Sentada unos cuantos asientos más allá se encontraba otra joven. Estaba dibujando ociosamente en un cuaderno. Jeffers distinguía a duras penas las formas que trazaba con el lápiz. Por un instante reflexionó, excitado, sobre la posibilidad que planteaba aquella artista, y se preguntó si sabría hacer lo mismo con las palabras. Una persona capaz de recrear la realidad en arte, pensó, quizá fuera un buen candidato. Y decidió vigilarla a ella también.
Justo a la una y un minuto entró el profesor.
Jeffers frunció el ceño. Aquel individuo tenía treinta y tantos años, aproximadamente la misma edad que él, y parecía tener mucha labia. Inició la clase con un chiste acerca de la narración que hacía David Copperfield de su propio nacimiento, como si ello fuera una rareza de Dickens, una estupidez arcaica. De pronto le entraron ganas de levantarse y chillar, pero en vez de eso continuó en su asiento explorando el auditorio en busca de alguien que no estuviera riéndose de las ingeniosidades del profesor.
Hubo una persona que llamó su atención.
Estaba sentada a su izquierda en línea recta. Alzó la mano.
—Sí, señorita…, esto…
—Hampton —terminó la joven.
—Señorita Hampton. ¿Tiene una pregunta?
—¿Está insinuando que debido a que Dickens escribía novelas por entregas adaptó sus ideas y su estilo para que se ajustaran al formato de las publicaciones semanales? ¿No cree usted que era más bien lo contrario, que Dickens entendía de manera implícita lo que pretendía decir y que, haciendo uso de su considerable habilidad, lo encajaba en segmentos manejables?
Jeffers notó que se le ralentizaba el corazón, que su mente se centraba.
—Bueno, señorita Hampton, sabemos que para Dickens la forma era muy importante…
—¿La forma, señor, por encima del contenido?
Jeffers escribió aquello en letras mayúsculas y lo subrayó: «¿La forma por encima del contenido?»
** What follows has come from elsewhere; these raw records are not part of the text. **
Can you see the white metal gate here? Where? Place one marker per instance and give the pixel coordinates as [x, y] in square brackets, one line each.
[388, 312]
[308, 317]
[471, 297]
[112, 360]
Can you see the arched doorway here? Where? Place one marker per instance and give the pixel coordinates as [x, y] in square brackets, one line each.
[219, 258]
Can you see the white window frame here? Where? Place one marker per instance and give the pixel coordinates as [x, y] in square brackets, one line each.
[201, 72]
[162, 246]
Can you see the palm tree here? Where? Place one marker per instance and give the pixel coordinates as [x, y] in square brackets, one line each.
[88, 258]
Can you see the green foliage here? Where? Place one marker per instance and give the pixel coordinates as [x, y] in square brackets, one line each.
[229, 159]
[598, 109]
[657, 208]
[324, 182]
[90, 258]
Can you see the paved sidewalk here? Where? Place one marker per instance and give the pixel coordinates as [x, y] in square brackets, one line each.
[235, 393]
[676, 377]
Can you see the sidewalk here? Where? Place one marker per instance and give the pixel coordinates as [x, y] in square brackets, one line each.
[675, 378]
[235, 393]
—Señorita Hampton, usted malinterpreta… Por supuesto, a Dickens le preocupaba el impacto político y social de sus obras, pero debido a las necesidades de la forma, ahora apreciamos limitaciones. ¿No se pregunta usted cómo habrían sido sus personajes y sus argumentos si no se hubiera visto obligado a desempeñar el papel de un escritor de panfletos?
—No, señor, la verdad es que no me lo he preguntado.
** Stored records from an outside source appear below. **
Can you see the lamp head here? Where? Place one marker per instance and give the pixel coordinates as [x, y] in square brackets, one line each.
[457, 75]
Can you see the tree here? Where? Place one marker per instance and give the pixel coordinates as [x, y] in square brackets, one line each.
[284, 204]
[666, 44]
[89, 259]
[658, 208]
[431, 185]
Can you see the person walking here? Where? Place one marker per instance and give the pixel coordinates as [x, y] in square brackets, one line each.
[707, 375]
—Eso era lo que pretendía decir, señorita… Hampton.
«Pues no era gran cosa, además», pensó Jeffers.
Observó que la joven volvía a inclinar la cabeza sobre su cuaderno y escribía rápidamente unas palabras. Tenía un cabello rubio oscuro que le caía de forma descuidada sobre la cara ocultando lo que en opinión de Jeffers era una considerable belleza natural. Entonces se fijó en que la chica estaba flanqueada por dos asientos vacíos.
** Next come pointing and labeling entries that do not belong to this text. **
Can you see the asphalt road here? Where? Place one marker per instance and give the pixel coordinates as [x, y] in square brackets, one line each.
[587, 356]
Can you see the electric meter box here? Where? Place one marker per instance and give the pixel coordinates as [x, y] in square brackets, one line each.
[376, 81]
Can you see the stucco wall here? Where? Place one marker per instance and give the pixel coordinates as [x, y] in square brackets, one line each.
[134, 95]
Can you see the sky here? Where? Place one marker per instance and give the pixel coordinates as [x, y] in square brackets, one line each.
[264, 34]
Sintió que su cuerpo se estremecía de forma involuntaria.
Aspiró profundamente y soltó el aire despacio.
Otra vez, pensó al tiempo que inhalaba una gran bocanada de aire y la exhalaba lentamente. A hurtadillas se llevó una mano al pecho e intentó tranquilizarse: no esperaba encontrar una biógrafa en la primera clase que visitara. Precaución, precaución. Simple precaución. La chica tenía potencial. Lo que debía hacer era esperar. Observar. Se obligó a sí mismo a estudiar a las otras dos jóvenes en que se había fijado antes. Tuvo una súbita imagen de sí misino como si fuera una fiera pequeña, oscura, agazapada, esperando, previendo, escondida en las sombras debajo de una piedra suelta en un sendero muy trillado. Sonrió y pensó para sí con placer: progresa.